8. The method according to claim 7, wherein the selection instruction further includes an image angle, and the extracting, from the original images, the target original image corresponding to the selected position according to the selection instruction includes:

and extracting a target original image which corresponds to the selected position and accords with the image angle from the original image according to the selection instruction.

9. A tumor image processing apparatus for implementing the tumor image processing method according to any one of claims 1 to 8, the processing apparatus comprising:

an acquisition module for acquiring an original image scanned for a target organ;

the first identification module is used for carrying out rough identification on the original image so as to obtain area data of an area where the target organ is located from the original image;

the second identification module is used for carrying out fine identification on the region data and acquiring first data of the target organ and second data of the tumor on the target organ;

and the identification module is used for carrying out two-dimensional sketching and three-dimensional reconstruction on the target organ and the tumor on the target organ according to the first data and the second data.
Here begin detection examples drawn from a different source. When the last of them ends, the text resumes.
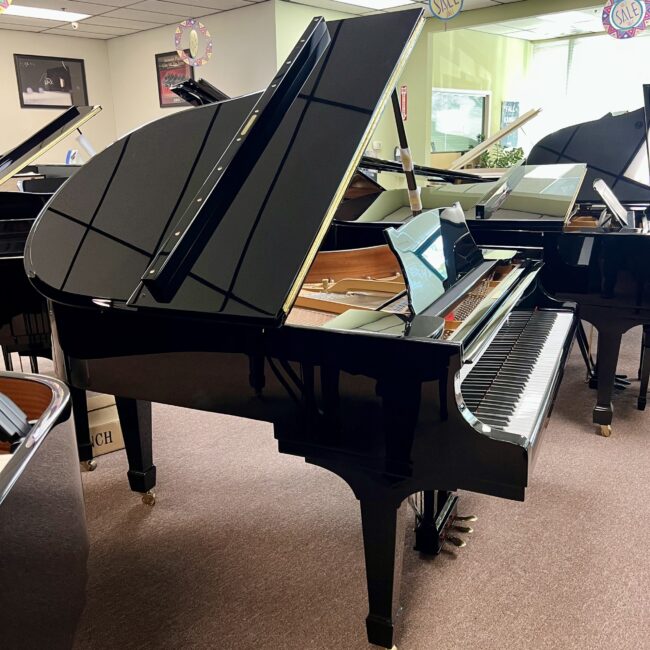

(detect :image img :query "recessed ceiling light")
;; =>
[4,4,90,23]
[338,0,413,9]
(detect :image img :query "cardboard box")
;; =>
[88,395,124,458]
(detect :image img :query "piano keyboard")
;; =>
[461,311,573,438]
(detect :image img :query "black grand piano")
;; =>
[25,10,576,648]
[326,86,650,436]
[0,106,101,469]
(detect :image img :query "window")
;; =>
[431,88,490,153]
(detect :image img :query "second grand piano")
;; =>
[25,11,575,648]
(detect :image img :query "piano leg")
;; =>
[115,396,156,505]
[414,490,458,555]
[593,329,623,436]
[70,386,97,472]
[637,325,650,411]
[361,498,406,648]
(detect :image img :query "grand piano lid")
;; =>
[0,106,102,185]
[25,9,424,325]
[528,108,650,203]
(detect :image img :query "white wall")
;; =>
[0,30,115,162]
[107,2,276,137]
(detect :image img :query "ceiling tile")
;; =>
[79,16,158,30]
[41,28,113,39]
[0,14,66,29]
[60,21,138,36]
[129,0,214,18]
[9,0,119,16]
[160,0,253,9]
[103,8,187,25]
[0,19,43,32]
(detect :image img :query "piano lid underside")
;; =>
[28,11,420,330]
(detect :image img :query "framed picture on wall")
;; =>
[156,51,194,108]
[14,54,88,108]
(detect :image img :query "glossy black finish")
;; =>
[170,79,230,106]
[0,106,96,179]
[528,108,650,203]
[25,11,419,325]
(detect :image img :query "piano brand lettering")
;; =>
[429,0,463,20]
[91,429,113,447]
[603,0,650,39]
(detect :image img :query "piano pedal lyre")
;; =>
[142,490,156,506]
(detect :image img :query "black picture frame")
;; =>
[156,50,194,108]
[14,54,88,108]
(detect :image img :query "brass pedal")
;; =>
[451,524,474,535]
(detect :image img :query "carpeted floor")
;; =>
[59,331,650,650]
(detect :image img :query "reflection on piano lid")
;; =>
[0,106,102,185]
[170,79,230,106]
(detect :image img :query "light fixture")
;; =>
[338,0,414,10]
[3,4,90,23]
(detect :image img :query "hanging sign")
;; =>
[429,0,464,20]
[603,0,650,38]
[172,18,212,66]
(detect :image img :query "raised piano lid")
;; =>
[528,108,650,203]
[0,106,102,185]
[25,9,424,325]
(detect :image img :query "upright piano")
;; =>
[327,96,650,436]
[25,10,576,648]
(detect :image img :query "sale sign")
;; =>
[603,0,650,38]
[429,0,463,20]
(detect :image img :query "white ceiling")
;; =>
[0,0,521,39]
[472,4,605,41]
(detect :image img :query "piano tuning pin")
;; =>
[445,535,467,548]
[452,526,474,535]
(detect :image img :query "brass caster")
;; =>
[445,535,467,548]
[451,524,474,535]
[142,490,156,506]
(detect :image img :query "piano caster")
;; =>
[81,458,97,472]
[451,524,474,535]
[142,490,156,506]
[598,424,612,438]
[445,535,467,548]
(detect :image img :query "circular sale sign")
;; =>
[603,0,650,38]
[429,0,463,20]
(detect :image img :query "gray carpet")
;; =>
[66,331,650,650]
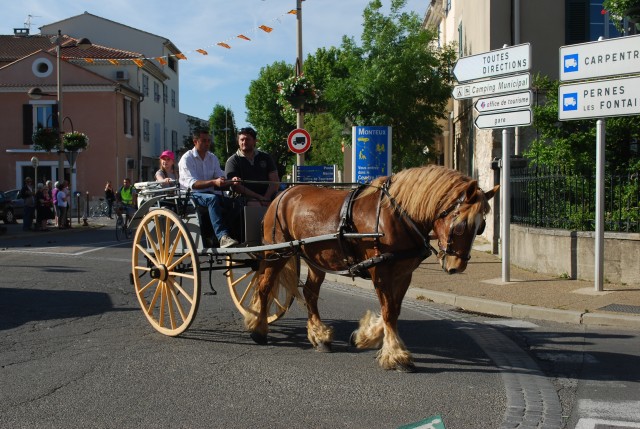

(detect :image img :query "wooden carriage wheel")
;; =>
[227,257,300,323]
[131,209,200,336]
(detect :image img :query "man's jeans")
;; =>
[191,192,229,240]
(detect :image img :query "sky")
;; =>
[5,0,429,127]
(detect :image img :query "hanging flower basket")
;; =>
[278,75,320,110]
[32,128,60,152]
[62,131,89,152]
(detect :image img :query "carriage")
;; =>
[130,166,498,371]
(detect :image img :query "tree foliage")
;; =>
[524,75,640,175]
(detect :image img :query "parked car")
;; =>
[4,189,24,219]
[0,191,16,223]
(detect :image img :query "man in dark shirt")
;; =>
[225,128,280,206]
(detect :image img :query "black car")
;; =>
[0,191,16,223]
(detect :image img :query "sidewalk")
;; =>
[5,218,640,329]
[316,240,640,329]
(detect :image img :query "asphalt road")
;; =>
[0,228,640,428]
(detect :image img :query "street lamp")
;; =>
[28,30,91,180]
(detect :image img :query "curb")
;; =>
[300,264,640,329]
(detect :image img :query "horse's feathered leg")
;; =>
[244,259,287,345]
[303,267,333,352]
[351,266,415,372]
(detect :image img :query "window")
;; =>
[124,97,133,137]
[171,130,178,152]
[142,119,151,142]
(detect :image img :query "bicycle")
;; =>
[89,198,109,217]
[116,205,133,241]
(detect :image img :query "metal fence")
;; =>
[511,166,640,232]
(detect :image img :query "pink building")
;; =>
[0,35,143,198]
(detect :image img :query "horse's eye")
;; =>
[453,220,467,235]
[476,220,487,235]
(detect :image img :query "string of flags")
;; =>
[69,9,297,67]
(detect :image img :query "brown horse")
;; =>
[245,166,498,371]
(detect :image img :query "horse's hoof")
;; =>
[316,343,333,353]
[396,362,416,373]
[249,332,267,346]
[349,329,358,347]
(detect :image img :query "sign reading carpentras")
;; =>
[560,35,640,82]
[453,43,531,82]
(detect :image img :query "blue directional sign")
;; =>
[351,127,391,183]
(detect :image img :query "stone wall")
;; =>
[510,225,640,286]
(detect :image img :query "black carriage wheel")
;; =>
[131,209,200,336]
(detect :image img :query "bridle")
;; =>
[436,195,485,261]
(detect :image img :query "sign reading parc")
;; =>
[560,35,640,82]
[558,76,640,121]
[351,126,391,183]
[453,43,531,82]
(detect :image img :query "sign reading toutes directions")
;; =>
[452,43,533,129]
[453,43,531,82]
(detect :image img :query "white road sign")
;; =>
[451,73,531,100]
[453,43,531,82]
[475,109,533,129]
[474,91,533,113]
[560,35,640,82]
[558,76,640,121]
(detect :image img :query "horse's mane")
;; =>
[360,165,490,223]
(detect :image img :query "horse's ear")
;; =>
[484,185,500,201]
[464,180,478,204]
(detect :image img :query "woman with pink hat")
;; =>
[156,150,178,185]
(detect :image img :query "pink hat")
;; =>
[160,150,176,161]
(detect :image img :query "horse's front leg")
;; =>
[303,267,333,352]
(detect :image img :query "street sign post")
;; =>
[452,73,531,100]
[560,35,640,82]
[287,128,311,154]
[453,43,531,82]
[558,76,640,121]
[475,109,532,129]
[474,91,533,114]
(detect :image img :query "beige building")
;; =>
[423,0,617,252]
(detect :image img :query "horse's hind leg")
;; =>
[244,259,287,345]
[303,267,333,352]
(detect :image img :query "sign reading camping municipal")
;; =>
[560,35,640,82]
[453,43,531,83]
[452,73,531,100]
[558,76,640,121]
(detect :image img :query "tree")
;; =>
[245,61,295,175]
[524,75,640,176]
[209,104,238,162]
[323,0,455,171]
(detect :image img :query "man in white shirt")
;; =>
[178,129,238,247]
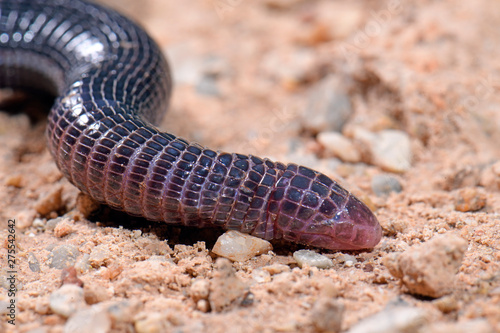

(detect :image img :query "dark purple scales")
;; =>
[0,0,381,250]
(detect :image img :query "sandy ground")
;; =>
[0,0,500,332]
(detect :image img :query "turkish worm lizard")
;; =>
[0,0,381,250]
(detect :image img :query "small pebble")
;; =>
[189,279,210,302]
[54,219,73,238]
[353,128,412,173]
[317,132,361,163]
[311,297,344,333]
[32,217,46,230]
[303,76,353,133]
[369,129,412,172]
[64,306,111,333]
[49,284,86,317]
[34,186,64,216]
[293,250,333,268]
[212,230,273,262]
[106,298,143,323]
[83,284,112,305]
[75,253,92,273]
[252,268,271,283]
[371,174,403,197]
[28,252,40,272]
[347,306,426,333]
[134,312,172,333]
[45,216,64,231]
[455,187,486,212]
[196,299,210,313]
[208,258,246,312]
[196,75,220,96]
[61,266,83,287]
[432,294,459,313]
[48,244,80,269]
[5,174,24,188]
[384,235,467,298]
[89,244,113,268]
[262,264,291,275]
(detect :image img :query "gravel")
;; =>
[385,235,467,298]
[212,230,273,262]
[293,250,333,268]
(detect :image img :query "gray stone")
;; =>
[303,76,353,133]
[48,245,80,269]
[49,284,86,317]
[293,250,333,268]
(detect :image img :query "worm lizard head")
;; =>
[318,194,382,250]
[282,191,382,250]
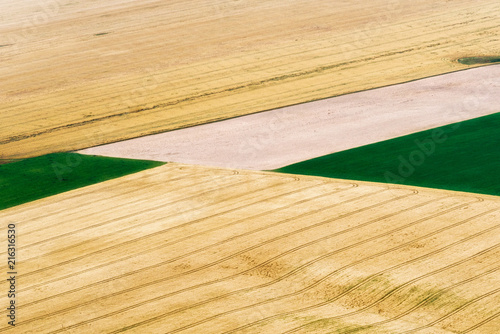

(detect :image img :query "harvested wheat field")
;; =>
[80,65,500,170]
[0,0,500,160]
[0,163,500,334]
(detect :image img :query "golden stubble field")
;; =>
[0,0,500,160]
[0,164,500,334]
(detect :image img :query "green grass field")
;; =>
[0,153,164,210]
[276,113,500,196]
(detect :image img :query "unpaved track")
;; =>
[0,0,500,159]
[0,164,500,334]
[79,65,500,170]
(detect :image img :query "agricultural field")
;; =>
[0,153,164,210]
[0,0,500,334]
[79,65,500,170]
[0,0,500,161]
[278,113,500,196]
[0,163,500,333]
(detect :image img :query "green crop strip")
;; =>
[0,153,164,210]
[276,113,500,196]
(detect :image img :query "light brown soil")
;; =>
[80,66,500,170]
[0,164,500,334]
[0,0,500,160]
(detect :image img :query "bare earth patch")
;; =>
[80,65,500,169]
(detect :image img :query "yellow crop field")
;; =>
[0,0,500,160]
[0,164,500,334]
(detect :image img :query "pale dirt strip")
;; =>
[0,0,500,159]
[0,163,500,334]
[79,65,500,170]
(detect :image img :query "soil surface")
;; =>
[80,65,500,170]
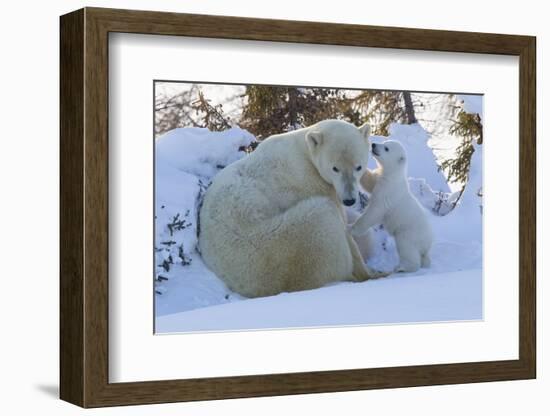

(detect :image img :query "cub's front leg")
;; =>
[351,202,384,236]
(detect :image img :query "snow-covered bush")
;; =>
[155,127,255,293]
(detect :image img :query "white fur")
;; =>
[351,140,433,272]
[199,120,388,297]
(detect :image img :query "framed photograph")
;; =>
[60,8,536,407]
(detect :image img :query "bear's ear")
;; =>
[306,130,323,153]
[359,123,370,142]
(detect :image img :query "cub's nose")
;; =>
[343,198,355,207]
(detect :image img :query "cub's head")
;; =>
[306,120,370,206]
[372,140,407,173]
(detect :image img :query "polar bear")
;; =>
[199,120,388,297]
[351,140,433,272]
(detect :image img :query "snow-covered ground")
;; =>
[155,97,482,333]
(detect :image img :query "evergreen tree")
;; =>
[441,109,483,202]
[347,90,417,136]
[239,85,342,139]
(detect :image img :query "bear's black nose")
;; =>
[344,198,355,207]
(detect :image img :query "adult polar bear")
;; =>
[199,120,386,297]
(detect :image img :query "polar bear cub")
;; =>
[351,140,433,272]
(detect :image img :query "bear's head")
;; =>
[306,120,370,206]
[372,140,407,175]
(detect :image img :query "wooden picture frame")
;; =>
[60,8,536,407]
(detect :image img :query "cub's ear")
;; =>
[359,123,370,142]
[306,130,323,153]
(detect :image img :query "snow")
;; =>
[155,113,482,333]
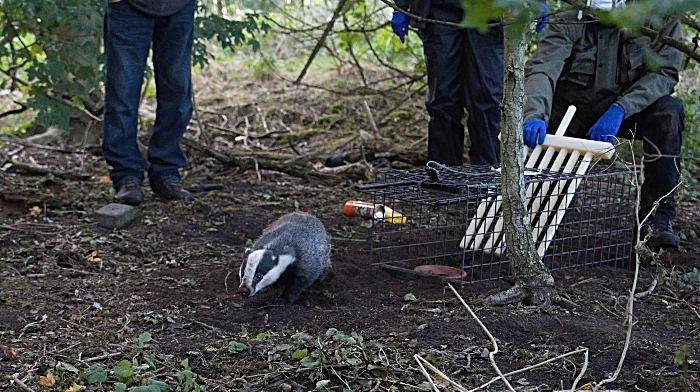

10. An electronic device comprising a memory, a processor and a computer program stored on the memory and executable on the processor, wherein the processor implements the method of processing a tumor image according to any one of claims 1-8 when executing the program.

11. A computer-readable storage medium, on which a computer program is stored, characterized in that the program, when being executed by a processor, implements a method for processing a tumor image according to any one of claims 1-8.